Make sure that it only has access to the Internet and not to the local network. Naturally, use WPA2 and, of course, the password should be different, not the same as for your main Wi-Fi.

Additional steps to protect your router

If the previous one is not enough for you, then here are some more tips for you.

Change the default range of IP addresses for your local network

All user routers I've seen have the same local address range. This is 192.168.1.x or 192.168.0.x. This facilitates automated script attacks.

Available ranges:

• Any 10.x.x.x
• Any 192.168.x.x
• 172.16.x.x to 172.31.x.x

Change the router's default local address

If someone breaks into your network, they know for sure that your router address is x.x.x.1 or x.x.x.254, making it difficult for them.

Limit administrative access over the wireless network

It's not for everyone. For example, it may be that absolutely all computers are connected only via a wireless network. But if this can be done, it will greatly complicate the attacker's task.

Using a MAC filter

This is not an effective method of defense, since an attacker can easily find out the MAC addresses being skipped and spoof them. There is no need to rely on this protection.

Hiding the network

Ineffective from a safety point of view.

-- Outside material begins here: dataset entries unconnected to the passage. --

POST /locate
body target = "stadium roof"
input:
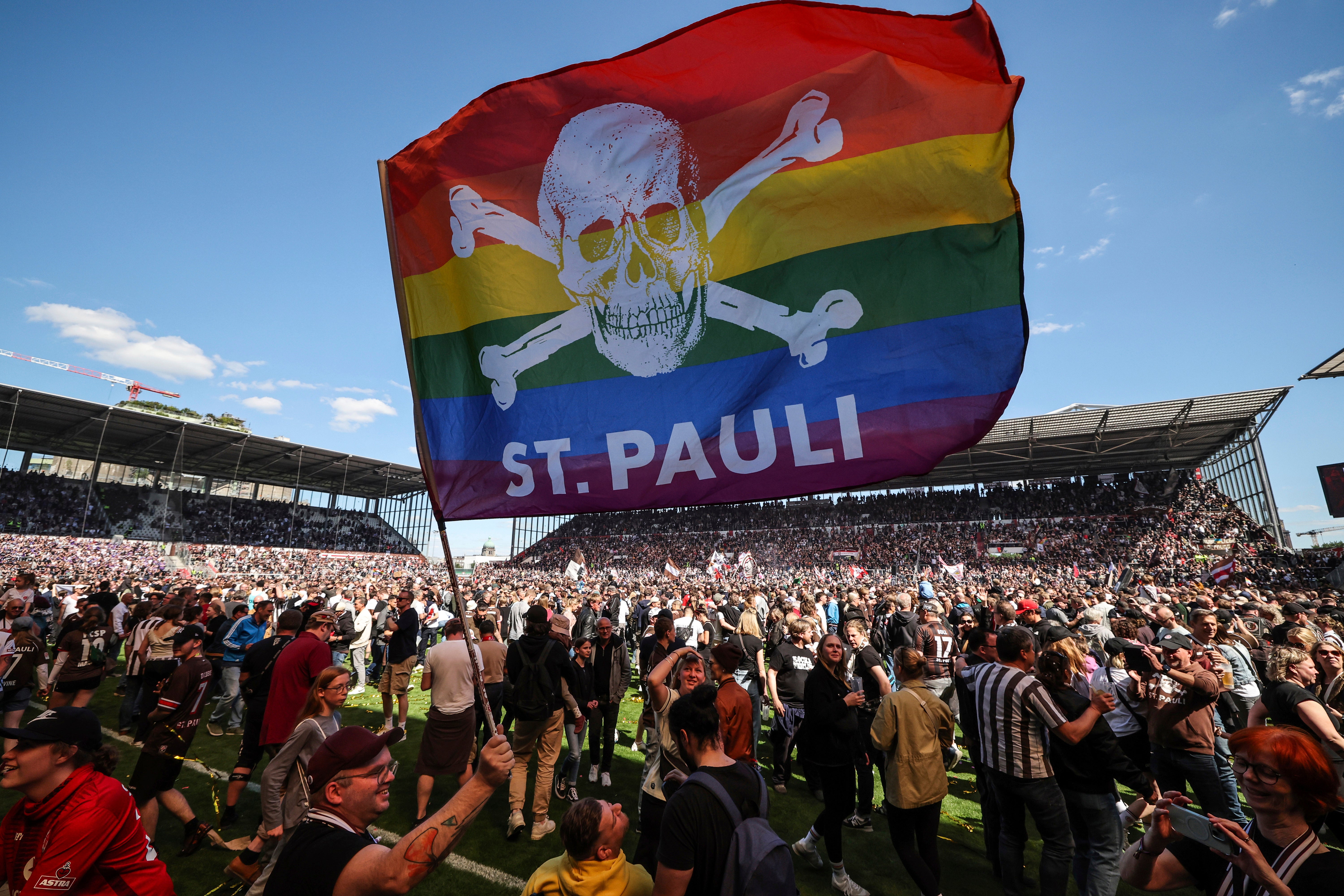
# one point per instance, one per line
(1128, 439)
(1334, 366)
(48, 424)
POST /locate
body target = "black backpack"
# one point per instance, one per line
(534, 690)
(878, 639)
(760, 863)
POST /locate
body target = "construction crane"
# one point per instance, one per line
(1316, 542)
(132, 386)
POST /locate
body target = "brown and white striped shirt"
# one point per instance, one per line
(1015, 714)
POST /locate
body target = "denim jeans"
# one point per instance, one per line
(755, 692)
(603, 733)
(1099, 842)
(128, 703)
(230, 696)
(989, 809)
(571, 769)
(1046, 804)
(358, 661)
(1214, 790)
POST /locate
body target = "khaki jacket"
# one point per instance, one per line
(913, 726)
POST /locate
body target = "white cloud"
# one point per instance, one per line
(111, 336)
(233, 369)
(1096, 250)
(1232, 10)
(1041, 330)
(1312, 93)
(1105, 194)
(264, 404)
(353, 413)
(1323, 78)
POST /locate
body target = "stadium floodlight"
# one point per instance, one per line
(132, 386)
(1334, 366)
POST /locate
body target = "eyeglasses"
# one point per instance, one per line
(1265, 774)
(390, 769)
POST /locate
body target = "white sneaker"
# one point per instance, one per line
(842, 882)
(515, 824)
(808, 852)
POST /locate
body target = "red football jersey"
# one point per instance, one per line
(84, 839)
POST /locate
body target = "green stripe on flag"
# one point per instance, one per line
(898, 280)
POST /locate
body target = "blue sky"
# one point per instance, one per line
(206, 175)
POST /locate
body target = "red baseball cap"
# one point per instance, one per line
(349, 749)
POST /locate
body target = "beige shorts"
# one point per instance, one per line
(397, 676)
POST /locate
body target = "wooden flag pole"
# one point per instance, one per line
(421, 449)
(478, 674)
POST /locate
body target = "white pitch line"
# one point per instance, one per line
(389, 838)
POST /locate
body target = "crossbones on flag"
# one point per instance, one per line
(771, 254)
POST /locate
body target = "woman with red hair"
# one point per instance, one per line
(1290, 784)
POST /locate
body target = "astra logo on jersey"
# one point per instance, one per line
(62, 879)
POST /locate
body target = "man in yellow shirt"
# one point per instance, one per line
(593, 863)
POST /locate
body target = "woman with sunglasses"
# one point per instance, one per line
(1330, 682)
(1288, 782)
(1288, 699)
(284, 785)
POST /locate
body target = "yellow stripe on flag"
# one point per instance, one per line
(937, 183)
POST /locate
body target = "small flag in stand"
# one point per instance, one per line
(577, 567)
(1224, 571)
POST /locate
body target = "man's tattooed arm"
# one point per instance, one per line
(381, 871)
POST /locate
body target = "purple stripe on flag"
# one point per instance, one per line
(907, 440)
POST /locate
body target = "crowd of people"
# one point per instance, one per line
(36, 503)
(1056, 532)
(1105, 702)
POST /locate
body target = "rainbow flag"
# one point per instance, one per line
(775, 253)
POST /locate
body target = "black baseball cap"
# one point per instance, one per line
(75, 726)
(189, 633)
(1175, 641)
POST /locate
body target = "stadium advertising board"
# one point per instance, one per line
(1333, 484)
(775, 253)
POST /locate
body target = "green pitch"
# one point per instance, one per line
(869, 856)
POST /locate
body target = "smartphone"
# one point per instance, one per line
(1198, 828)
(1138, 661)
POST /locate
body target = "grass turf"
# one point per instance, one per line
(869, 856)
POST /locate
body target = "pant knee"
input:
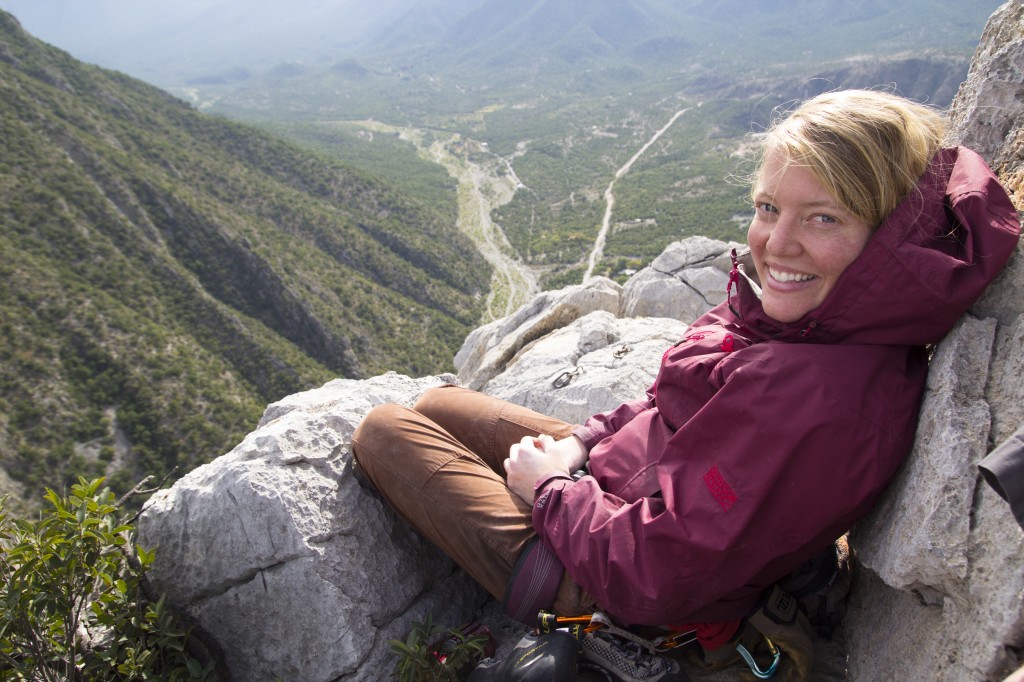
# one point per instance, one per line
(374, 431)
(434, 400)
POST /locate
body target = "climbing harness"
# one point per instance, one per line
(581, 625)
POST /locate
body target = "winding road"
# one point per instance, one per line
(481, 189)
(598, 250)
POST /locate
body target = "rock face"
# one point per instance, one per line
(301, 573)
(940, 558)
(276, 551)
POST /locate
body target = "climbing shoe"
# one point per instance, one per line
(550, 657)
(629, 662)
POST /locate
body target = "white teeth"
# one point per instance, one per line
(790, 276)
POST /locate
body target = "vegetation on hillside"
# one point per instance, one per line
(75, 601)
(165, 274)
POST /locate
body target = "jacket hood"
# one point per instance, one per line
(923, 268)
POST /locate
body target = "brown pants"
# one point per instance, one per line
(439, 466)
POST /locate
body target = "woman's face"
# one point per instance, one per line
(801, 240)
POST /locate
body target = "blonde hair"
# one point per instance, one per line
(867, 148)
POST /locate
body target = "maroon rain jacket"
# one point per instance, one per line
(760, 443)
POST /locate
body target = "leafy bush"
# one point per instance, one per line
(72, 599)
(433, 653)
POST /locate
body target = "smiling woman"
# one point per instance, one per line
(773, 425)
(801, 240)
(829, 174)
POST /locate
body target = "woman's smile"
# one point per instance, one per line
(801, 239)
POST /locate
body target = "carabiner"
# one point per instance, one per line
(565, 378)
(753, 665)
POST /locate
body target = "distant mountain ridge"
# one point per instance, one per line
(165, 273)
(466, 38)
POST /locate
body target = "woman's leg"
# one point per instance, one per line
(449, 487)
(485, 425)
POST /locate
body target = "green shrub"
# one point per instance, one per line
(72, 599)
(433, 653)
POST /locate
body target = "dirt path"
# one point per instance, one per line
(483, 185)
(598, 250)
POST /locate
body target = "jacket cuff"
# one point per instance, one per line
(544, 480)
(588, 436)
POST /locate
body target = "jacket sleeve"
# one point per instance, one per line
(761, 472)
(602, 425)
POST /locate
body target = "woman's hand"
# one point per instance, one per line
(531, 459)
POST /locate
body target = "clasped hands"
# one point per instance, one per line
(534, 458)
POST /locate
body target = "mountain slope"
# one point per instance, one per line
(164, 274)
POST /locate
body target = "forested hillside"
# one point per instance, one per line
(164, 273)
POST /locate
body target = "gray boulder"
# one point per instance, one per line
(940, 572)
(297, 570)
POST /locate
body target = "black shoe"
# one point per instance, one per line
(550, 657)
(628, 662)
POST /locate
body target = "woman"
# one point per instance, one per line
(771, 427)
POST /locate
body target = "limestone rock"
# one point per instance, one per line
(488, 348)
(297, 570)
(988, 109)
(688, 279)
(940, 577)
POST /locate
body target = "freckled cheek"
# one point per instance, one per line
(757, 237)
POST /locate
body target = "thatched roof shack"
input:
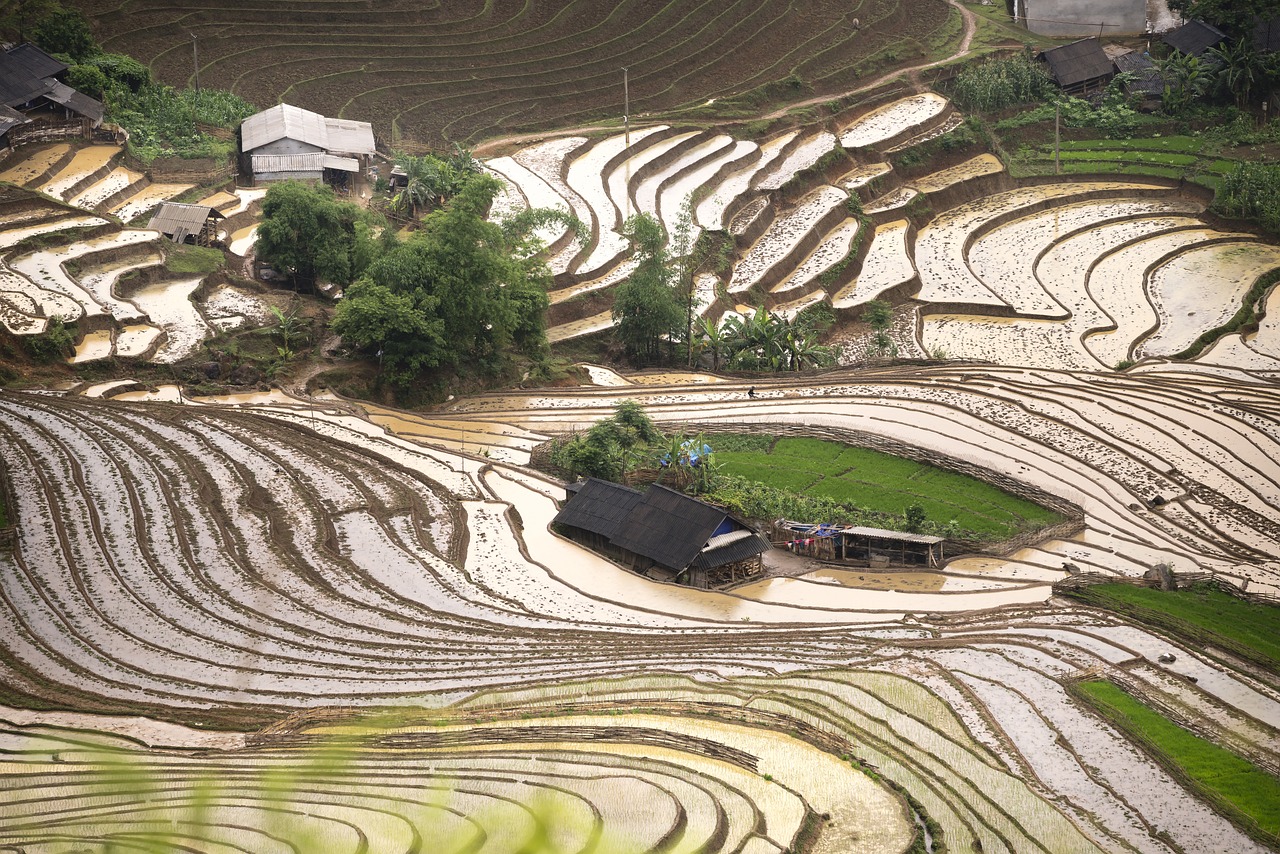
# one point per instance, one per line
(1080, 67)
(860, 544)
(662, 533)
(1144, 81)
(28, 82)
(287, 142)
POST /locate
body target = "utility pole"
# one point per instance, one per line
(195, 59)
(626, 128)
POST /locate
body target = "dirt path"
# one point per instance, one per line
(912, 72)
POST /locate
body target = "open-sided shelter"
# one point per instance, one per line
(287, 142)
(30, 83)
(186, 223)
(1080, 67)
(1194, 37)
(859, 544)
(662, 533)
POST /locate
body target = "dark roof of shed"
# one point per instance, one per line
(737, 548)
(10, 118)
(26, 73)
(598, 506)
(1079, 62)
(1266, 35)
(76, 101)
(1193, 37)
(668, 526)
(1146, 78)
(173, 217)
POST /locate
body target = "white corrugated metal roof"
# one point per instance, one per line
(342, 164)
(172, 217)
(284, 120)
(288, 161)
(859, 530)
(350, 137)
(725, 539)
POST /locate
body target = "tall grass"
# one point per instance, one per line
(828, 482)
(1251, 191)
(1210, 616)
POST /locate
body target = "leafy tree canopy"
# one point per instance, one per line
(647, 306)
(65, 31)
(311, 236)
(1234, 17)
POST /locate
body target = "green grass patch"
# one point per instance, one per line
(1237, 786)
(868, 487)
(192, 260)
(1180, 144)
(1203, 613)
(1159, 158)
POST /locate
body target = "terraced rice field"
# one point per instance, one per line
(1079, 274)
(419, 72)
(83, 274)
(311, 565)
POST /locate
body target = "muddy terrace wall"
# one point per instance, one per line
(1073, 524)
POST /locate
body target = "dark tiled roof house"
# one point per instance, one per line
(662, 533)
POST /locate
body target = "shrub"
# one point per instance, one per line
(1000, 83)
(55, 343)
(1251, 191)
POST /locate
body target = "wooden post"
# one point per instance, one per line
(1057, 138)
(626, 128)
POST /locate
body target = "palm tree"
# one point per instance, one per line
(421, 183)
(464, 163)
(1239, 68)
(757, 343)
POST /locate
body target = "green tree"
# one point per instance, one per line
(647, 307)
(65, 31)
(458, 291)
(311, 236)
(878, 315)
(1235, 17)
(1239, 68)
(87, 80)
(612, 447)
(709, 337)
(54, 345)
(424, 183)
(801, 348)
(758, 342)
(403, 329)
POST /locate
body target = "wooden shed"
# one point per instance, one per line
(287, 142)
(1194, 37)
(859, 544)
(30, 83)
(186, 223)
(1080, 67)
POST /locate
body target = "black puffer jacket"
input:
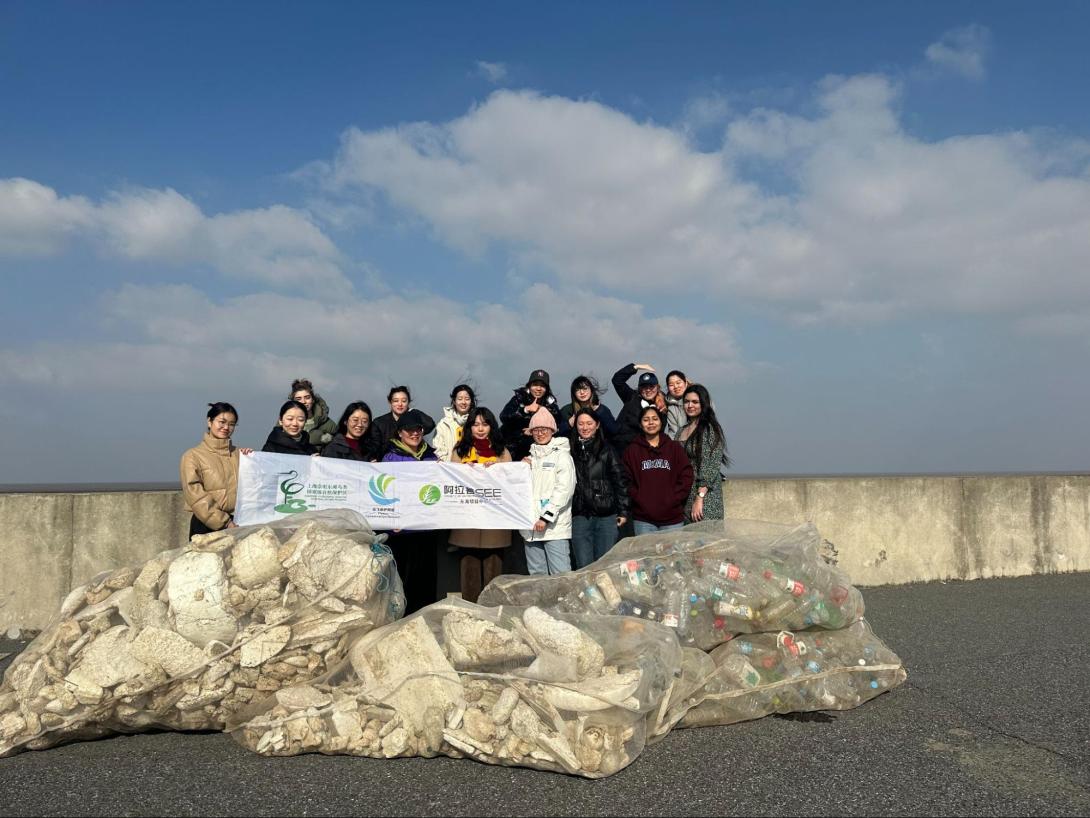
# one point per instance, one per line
(601, 484)
(515, 419)
(338, 448)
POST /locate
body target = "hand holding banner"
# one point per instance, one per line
(410, 495)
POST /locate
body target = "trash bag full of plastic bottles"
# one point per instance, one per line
(705, 582)
(196, 633)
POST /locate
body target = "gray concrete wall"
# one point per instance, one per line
(891, 530)
(53, 542)
(887, 530)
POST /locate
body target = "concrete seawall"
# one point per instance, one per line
(887, 530)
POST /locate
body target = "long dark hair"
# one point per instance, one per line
(221, 407)
(349, 411)
(706, 424)
(596, 391)
(495, 438)
(463, 387)
(302, 384)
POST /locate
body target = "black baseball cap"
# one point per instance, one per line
(412, 419)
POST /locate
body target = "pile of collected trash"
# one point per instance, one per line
(194, 634)
(295, 646)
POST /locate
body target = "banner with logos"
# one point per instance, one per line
(412, 495)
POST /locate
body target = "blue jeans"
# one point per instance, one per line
(592, 538)
(646, 528)
(550, 556)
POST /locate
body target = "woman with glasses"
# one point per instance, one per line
(448, 431)
(352, 441)
(210, 472)
(319, 426)
(659, 476)
(706, 447)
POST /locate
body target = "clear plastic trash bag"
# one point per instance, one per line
(706, 581)
(784, 673)
(196, 633)
(510, 686)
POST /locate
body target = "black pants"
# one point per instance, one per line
(415, 555)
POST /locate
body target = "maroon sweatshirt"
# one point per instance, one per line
(658, 480)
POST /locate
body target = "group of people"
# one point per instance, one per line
(652, 467)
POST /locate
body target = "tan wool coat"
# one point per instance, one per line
(210, 481)
(475, 538)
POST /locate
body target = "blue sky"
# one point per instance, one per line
(864, 226)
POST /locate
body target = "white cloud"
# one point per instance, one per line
(276, 245)
(257, 344)
(871, 223)
(961, 50)
(494, 72)
(34, 219)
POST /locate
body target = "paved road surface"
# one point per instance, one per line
(994, 720)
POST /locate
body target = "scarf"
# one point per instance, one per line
(414, 455)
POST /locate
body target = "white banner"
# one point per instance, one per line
(412, 495)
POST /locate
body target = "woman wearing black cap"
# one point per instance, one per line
(384, 428)
(515, 419)
(659, 476)
(645, 394)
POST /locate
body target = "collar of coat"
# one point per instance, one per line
(414, 455)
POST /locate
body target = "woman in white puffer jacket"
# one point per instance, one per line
(448, 431)
(553, 478)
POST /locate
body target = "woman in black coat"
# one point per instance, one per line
(601, 504)
(515, 419)
(353, 440)
(288, 436)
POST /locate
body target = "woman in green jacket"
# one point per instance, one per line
(706, 447)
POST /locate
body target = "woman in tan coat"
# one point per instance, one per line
(210, 473)
(481, 550)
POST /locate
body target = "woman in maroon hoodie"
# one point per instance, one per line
(659, 476)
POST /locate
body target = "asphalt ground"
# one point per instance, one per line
(994, 720)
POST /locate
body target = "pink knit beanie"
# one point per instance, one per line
(543, 418)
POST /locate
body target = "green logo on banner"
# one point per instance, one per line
(377, 488)
(290, 488)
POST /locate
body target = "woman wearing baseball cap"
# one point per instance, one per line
(515, 418)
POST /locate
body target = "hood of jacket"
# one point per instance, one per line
(525, 398)
(557, 444)
(318, 416)
(279, 440)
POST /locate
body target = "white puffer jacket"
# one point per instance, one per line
(553, 477)
(448, 433)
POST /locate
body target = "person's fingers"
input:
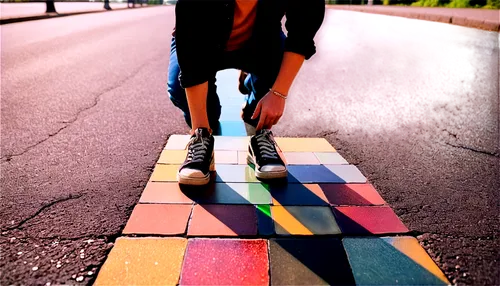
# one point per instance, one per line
(262, 122)
(257, 110)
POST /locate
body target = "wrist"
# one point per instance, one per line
(278, 94)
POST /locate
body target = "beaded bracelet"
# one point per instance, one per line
(278, 94)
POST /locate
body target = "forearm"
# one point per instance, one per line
(290, 66)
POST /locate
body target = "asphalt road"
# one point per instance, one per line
(84, 116)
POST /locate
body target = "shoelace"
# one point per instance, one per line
(197, 149)
(266, 144)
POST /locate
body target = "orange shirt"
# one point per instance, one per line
(244, 18)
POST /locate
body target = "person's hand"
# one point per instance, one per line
(270, 108)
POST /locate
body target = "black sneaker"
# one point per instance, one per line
(263, 155)
(199, 159)
(241, 80)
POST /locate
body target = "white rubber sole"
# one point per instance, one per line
(266, 175)
(197, 181)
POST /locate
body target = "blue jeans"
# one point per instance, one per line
(263, 68)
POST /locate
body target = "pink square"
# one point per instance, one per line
(225, 262)
(368, 220)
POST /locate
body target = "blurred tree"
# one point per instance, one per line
(51, 8)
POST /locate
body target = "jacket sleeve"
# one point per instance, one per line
(193, 44)
(303, 20)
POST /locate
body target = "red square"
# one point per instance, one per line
(223, 220)
(368, 220)
(352, 194)
(225, 262)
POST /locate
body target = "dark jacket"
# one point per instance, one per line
(203, 27)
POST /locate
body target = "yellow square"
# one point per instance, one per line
(177, 142)
(143, 261)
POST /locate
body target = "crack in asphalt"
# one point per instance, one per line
(8, 158)
(22, 222)
(489, 153)
(460, 146)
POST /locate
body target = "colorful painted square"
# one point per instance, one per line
(177, 142)
(242, 157)
(347, 173)
(172, 157)
(226, 157)
(311, 174)
(231, 143)
(330, 158)
(303, 261)
(265, 223)
(226, 262)
(304, 145)
(165, 173)
(143, 261)
(235, 174)
(301, 158)
(158, 219)
(391, 261)
(231, 128)
(368, 220)
(352, 194)
(306, 220)
(233, 193)
(223, 220)
(164, 193)
(298, 195)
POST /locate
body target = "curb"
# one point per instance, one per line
(55, 15)
(459, 21)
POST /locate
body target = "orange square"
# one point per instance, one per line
(164, 193)
(143, 261)
(158, 219)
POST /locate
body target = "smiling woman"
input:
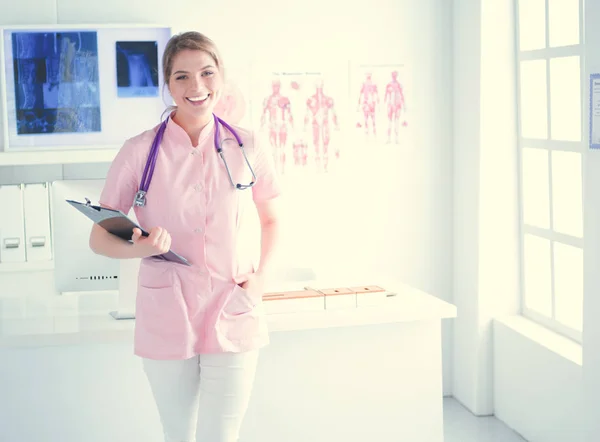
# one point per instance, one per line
(204, 322)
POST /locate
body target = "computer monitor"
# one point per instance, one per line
(76, 267)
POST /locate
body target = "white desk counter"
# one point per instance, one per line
(352, 374)
(58, 320)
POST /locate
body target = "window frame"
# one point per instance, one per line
(548, 145)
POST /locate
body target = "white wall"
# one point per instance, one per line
(537, 382)
(591, 252)
(416, 212)
(485, 179)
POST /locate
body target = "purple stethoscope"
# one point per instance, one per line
(140, 196)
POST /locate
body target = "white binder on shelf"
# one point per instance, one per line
(12, 226)
(36, 206)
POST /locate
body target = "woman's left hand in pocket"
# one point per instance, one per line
(254, 285)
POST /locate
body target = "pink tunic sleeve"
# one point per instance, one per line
(267, 185)
(121, 181)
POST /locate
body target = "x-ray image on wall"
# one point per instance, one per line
(56, 82)
(137, 68)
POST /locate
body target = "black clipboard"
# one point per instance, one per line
(119, 224)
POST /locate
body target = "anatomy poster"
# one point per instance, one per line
(380, 95)
(297, 113)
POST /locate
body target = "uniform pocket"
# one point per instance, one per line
(240, 302)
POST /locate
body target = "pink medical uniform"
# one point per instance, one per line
(184, 311)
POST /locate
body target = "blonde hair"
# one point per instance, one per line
(191, 40)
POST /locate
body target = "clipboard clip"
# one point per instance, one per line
(89, 204)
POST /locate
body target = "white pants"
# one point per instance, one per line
(206, 396)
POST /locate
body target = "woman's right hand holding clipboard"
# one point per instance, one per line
(157, 243)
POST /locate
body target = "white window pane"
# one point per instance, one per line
(537, 274)
(532, 24)
(567, 205)
(565, 99)
(564, 22)
(536, 188)
(568, 285)
(534, 99)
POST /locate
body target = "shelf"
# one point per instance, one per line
(14, 267)
(63, 156)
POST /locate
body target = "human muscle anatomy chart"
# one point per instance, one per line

Does not worsen security, but does not increase it either, since an attacker can easily find out the name of the network.

Signs of a Wi-Fi router being hacked

Changing router settings without your knowledge

If illegitimate users have changed any settings, especially the password for entering the administration panel, DNS, VPN settings, then this is a sign that a hacker has gained access to your router.

Control devices connected to your local network

For this, programs such as NetworkConnectLog and Wireless Network Watcher () can be used.

An unauthorized connection means your network is compromised.

View the router log

If your router supports logging that records device administrator logins, review it regularly to identify suspicious activity.

Detecting man-in-the-middle attacks and strange network disruptions

Advanced users, in addition to detecting new devices on the network, can also take actions to identify attacks that have begun against them ")".

Strange disturbances in network operation may also indicate changes in the settings of network equipment and interception/modification of traffic by the attacker.